About that website: The University of Minnesota grad, who bought a house a mile from campus in the area known as Dinkytown, purchased the url www.dinkytown.net in 1997. He'd hoped to turn it into a community site for the area that made money from local business advertisements. But he couldn't convince stores and restaurants to sign on. "No one was using the Internet in 1998," he said.

He decided to slap up his Roth IRA calculator and a few others he'd programmed, and threw up information about how people could buy them and stick them on their websites. Then one day, "My wife called me ... and asked me who this person was, 'because they just sent you a check.'" He doesn't remember who first licensed his calculators, but they sent him $250. And a business was born.

Each time he created a calculator, he's put it on dinkytown.net, where people could use them for free. "Search engines found them very well," he said.

Clients small and large -- the ones who would pay to put it on their own websites -- did too, without Ebert having to hire a sales guy or advertise.

A calculator for every need

A dozen years later and Ebert has as many as 10,000 clients ranging from individual websites to financial institutions such as Anchor Bank, Thrivent Financial for Lutherans and U.S. Bank. More than a million people visit www.dinkytown.net each month, with spikes in traffic once new year's resolution to shore up finances are put in place. The retirement planner, mortgage qualifier and 1040 tax calculator are perennial favorites. I like the lunch savings calculator myself.

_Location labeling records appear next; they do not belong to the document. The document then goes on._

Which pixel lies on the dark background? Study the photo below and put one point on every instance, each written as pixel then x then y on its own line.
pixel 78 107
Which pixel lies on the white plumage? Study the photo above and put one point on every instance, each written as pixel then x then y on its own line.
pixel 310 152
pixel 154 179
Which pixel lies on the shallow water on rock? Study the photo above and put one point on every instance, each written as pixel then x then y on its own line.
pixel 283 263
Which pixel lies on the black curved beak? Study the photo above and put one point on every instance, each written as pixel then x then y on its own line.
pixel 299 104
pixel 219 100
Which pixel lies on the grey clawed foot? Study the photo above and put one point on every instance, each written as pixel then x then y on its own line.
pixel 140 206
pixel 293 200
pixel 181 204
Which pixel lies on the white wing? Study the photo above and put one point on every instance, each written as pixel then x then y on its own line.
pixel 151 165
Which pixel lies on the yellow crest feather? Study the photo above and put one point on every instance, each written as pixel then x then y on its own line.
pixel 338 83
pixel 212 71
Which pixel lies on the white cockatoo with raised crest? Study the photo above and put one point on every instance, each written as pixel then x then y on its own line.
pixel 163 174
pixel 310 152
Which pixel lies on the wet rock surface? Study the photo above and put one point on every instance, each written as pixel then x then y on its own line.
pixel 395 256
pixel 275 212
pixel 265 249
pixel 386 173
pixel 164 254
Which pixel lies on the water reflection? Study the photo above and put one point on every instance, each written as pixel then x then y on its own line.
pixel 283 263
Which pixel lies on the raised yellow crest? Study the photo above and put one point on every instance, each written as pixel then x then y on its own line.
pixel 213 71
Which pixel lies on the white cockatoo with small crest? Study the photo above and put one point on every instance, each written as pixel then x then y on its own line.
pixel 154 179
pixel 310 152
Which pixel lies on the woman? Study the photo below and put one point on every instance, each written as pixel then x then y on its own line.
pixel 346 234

Thrivent has about 80 of Ebert's financial calculators on its website. Scott Wisgerhof, director of advice tools strategy, says the calculators add value for time-strapped consumers who want to do some number-crunching. "These aren't the end-all, these aren't financial planning by any means, but this is a good way for clients to get a directional read on where they're heading on specific issues. We'd still like them to come talk to us to get more in depth," he said.

Today, Ebert has built 471 calculators on topics such as retirement planning, housing finance and debt payoff that are available to the public and dozens of customized projects for financial institutions. He recently finished a series of calculators designed to help investors -- including himself -- decide whether to convert pretax retirement dollars to a Roth IRA. Now he's working on one that figures out how looming tax changes in 2010 will affect an individual's tax picture.

In order to create the calculators in the first place and then keep up with the ever-changing tax code, Ebert is a frequent visitor to IRS.gov and voracious reader of financial publications.

But he doesn't mind. He's a bit of a personal finance geek. In sixth grade, "I made a compounding interest calculator on my computer -- a TI-99/4A" and confronted his dad about how $1,000 invested on the day he was born could have grown in 11 years.

Earning vs. saving

So what's his money style today? "I don't waste money. I don't save money. I earn money." Ebert explains: "It's easier to earn more money than to save it. If I can earn $100, should I earn the $100 or make the same effort to save $10? I'll choose earning the $100 ... I am saving [money], but the reason I'm saving it is not that I'm focused on limiting my spending," he said.

Still, while he's not a penny pincher, he admits he's naturally "pretty cheap." He works in the basement of the house he's owned for 16 years, even though three kids now rule the roost. He also drives a 1995 Explorer he bought from his sister-in-law.

If he had one piece of advice to share (besides using his calculators) it's this against-the-grain wisdom: "Acquisition costs of things is where your money can really be sucked away fast. You could buy an awful lot of lattes for the financing of a new car. And you could buy a lot of new cars for the cost of financing that new house. So if you look at those top-level items first, then the day-to-day stuff doesn't matter."